Athens firefighters to be honored for water rescue
Published 6:45 am Friday, December 6, 2019
- Athens Fire & Rescue firefighters, from left, Dewalt Durisseau, Colton Hill and Chad Green will be honored next week for their swift-water rescue of a girl earlier this year in Athens.
Three Athens firefighters who rescued a girl from a raging creek in April will be honored next week by a national group.
Athens Fire & Rescue Capt. Jeff Jones, who was at the scene that day, told The News Courier he recommended the men for the commendation in a letter to the bestowing organization, the National Sons of The American Revolution. The letter detailed the rescue.
About 11:44 a.m. Sunday, April 14, firefighters received a call about a girl swept away in a creek behind Elmwood Apartments on Elm Street.
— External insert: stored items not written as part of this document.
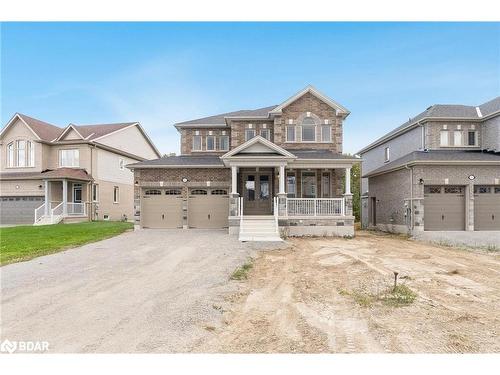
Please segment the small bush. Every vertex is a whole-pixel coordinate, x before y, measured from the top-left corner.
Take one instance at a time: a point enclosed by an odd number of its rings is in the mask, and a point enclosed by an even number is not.
[[[238,267],[231,275],[231,280],[246,280],[248,278],[248,272],[252,269],[253,265],[250,262],[243,264]]]
[[[380,296],[380,299],[389,306],[406,306],[412,304],[416,298],[417,294],[406,285],[397,285]]]

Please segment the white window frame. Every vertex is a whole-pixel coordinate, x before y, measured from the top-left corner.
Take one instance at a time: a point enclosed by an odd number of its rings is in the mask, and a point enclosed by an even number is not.
[[[328,191],[325,194],[325,177],[328,177]],[[321,198],[330,198],[332,196],[332,172],[321,172]]]
[[[28,152],[28,167],[35,166],[35,143],[32,141],[26,141],[26,150]]]
[[[63,163],[63,153],[64,152],[69,152],[73,151],[75,154],[73,155],[73,164],[64,164]],[[76,158],[75,158],[76,155]],[[75,163],[76,161],[76,163]],[[62,149],[59,150],[59,167],[68,167],[68,168],[73,168],[73,167],[79,167],[80,166],[80,150],[77,148],[67,148],[67,149]]]
[[[453,146],[462,147],[463,146],[464,134],[461,130],[453,131]],[[458,140],[458,142],[457,142]]]
[[[252,133],[252,134],[253,134],[253,136],[248,137],[248,134],[250,134],[250,133]],[[250,139],[252,139],[252,138],[254,138],[254,137],[255,137],[255,129],[250,129],[250,128],[245,129],[245,142],[246,142],[246,141],[249,141]]]
[[[120,187],[113,186],[113,203],[120,203]]]
[[[469,144],[470,133],[474,133],[474,144]],[[469,129],[467,130],[467,146],[474,147],[477,146],[477,130]]]
[[[264,135],[267,134],[267,135]],[[260,136],[262,138],[267,139],[268,141],[271,140],[271,131],[268,128],[260,129]]]
[[[308,128],[311,128],[311,127],[313,128],[314,139],[312,139],[312,140],[310,140],[310,139],[304,140],[304,128],[308,129]],[[314,124],[314,125],[311,125],[311,124],[306,124],[306,125],[301,124],[300,129],[301,129],[301,132],[300,132],[301,137],[300,137],[300,139],[301,139],[301,141],[303,143],[315,143],[316,142],[316,138],[317,138],[316,137],[316,130],[317,130],[317,125],[316,124]]]
[[[287,142],[296,142],[297,141],[297,129],[295,125],[287,125],[286,126],[286,141]],[[289,138],[289,135],[293,135],[293,139]]]
[[[288,177],[294,178],[293,185],[288,183]],[[287,197],[288,198],[296,198],[297,197],[297,173],[296,172],[287,172],[285,178],[286,178],[285,183],[286,183],[286,195],[287,195]],[[290,185],[293,186],[293,189],[294,189],[293,192],[291,192],[289,189]]]
[[[10,142],[7,145],[7,167],[14,168],[15,167],[15,151],[14,151],[14,142]]]
[[[118,159],[118,168],[120,168],[120,171],[125,170],[125,159],[123,158]]]
[[[92,185],[92,202],[99,202],[99,184]]]
[[[20,145],[23,145],[23,147],[20,147]],[[20,160],[20,155],[23,155],[23,163],[21,164]],[[26,161],[27,161],[27,157],[28,155],[26,155],[27,152],[26,152],[26,141],[24,139],[18,139],[16,141],[16,160],[17,160],[17,167],[26,167]]]
[[[212,140],[212,145],[213,145],[212,148],[208,148],[208,139],[209,138]],[[217,149],[217,147],[216,147],[217,145],[215,144],[215,135],[207,135],[205,142],[206,142],[205,147],[206,147],[207,151],[215,151]]]
[[[226,147],[222,147],[222,145],[223,145],[222,140],[223,139],[226,140]],[[219,137],[219,148],[221,151],[229,151],[229,136],[228,135],[221,135]]]
[[[326,132],[325,132],[326,130]],[[326,137],[325,137],[326,135]],[[332,141],[332,127],[328,124],[321,125],[321,142],[330,143]]]
[[[314,170],[313,172],[311,171],[301,171],[300,174],[300,197],[304,198],[304,173],[314,173],[314,197],[318,197],[318,174],[317,171]]]
[[[195,140],[197,139],[200,140],[200,148],[195,147]],[[199,134],[193,135],[193,144],[191,146],[192,146],[191,151],[203,151],[203,141],[201,135]]]
[[[441,130],[439,132],[439,145],[441,147],[447,147],[450,145],[450,133],[448,130]]]
[[[391,148],[388,146],[384,148],[384,161],[387,163],[389,160],[391,160]]]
Firefighters Dewalt Durisseau, Chad Green and Colton Hill responded, as did Jones.
“Once on scene, bystanders told us that a 12-year-old girl had been swept away while playing near the creek,” Jones wrote.
The girl, who had been playing on the bank, had been swept about 40 yards downstream before she could grab a limb and held on, according to a previous News Courier report.
“Due to large amounts of rain, the creek was at flood stage,” Jones said in the letter. “Our firefighters quickly moved down the creek bed to find the young lady clinging to a submerged limb. While the rest of the crew prepared for a rope rescue, Chad and Dewalt created a human chain as Colton, luckily the tallest, waded into 6 feet of rushing water to grab the victim before she lost her grip on the limb that held her.”
The girl was rescue unharmed, Jones said.
Recalling the event Wednesday, Hill told The News Courier the water was above his chin, and he stuck his foot under a root to keep from being swept away.
In recommending the men for the honor in the letter, Jones said, “None of us ever seek to separate ourselves from our crew in our work. We all know that without a driver to get us there safely, a battalion chief to guide us, or dispatch to give us the information we need, nothing happens. Life is lost without the whole team. However, these three, in their acts of selflessness, represent our team, from the 911 call to the firefighter in the water. They risked it all to save a life.”
In describing the three men to the group in the letter, Jones said Durisseau, with eight years on the department, “is calm and quiet, fiercely loyal, and still manages to instigate mischief around the station. His gentleness with patients, and the public, calms and disarms even the most upset individual.”
Green, a 10-year veteran of the department, is “very experienced, mechanically minded and a keeper of crucial technical rescue knowledge,” Jones said. “Equal parts engineer and running into battle, he is vital to our success on every call. Chad (Green) is real and honest to a fault, never keeping his thoughts a secret.”
Jones described Hill, a five-year man, this way: “A gentle giant with a goofy smile, Colton has been extraordinary since his first day. He was born to ride a fire truck. His natural instinct and talent is uncommon of his time working.”
In summarizing the letter, Jones said he had worked with the three men for years and could not have hand-picked a better crew.
“I would stack them all against any crew on the planet,” he said. “They are fine men personally and professionally.”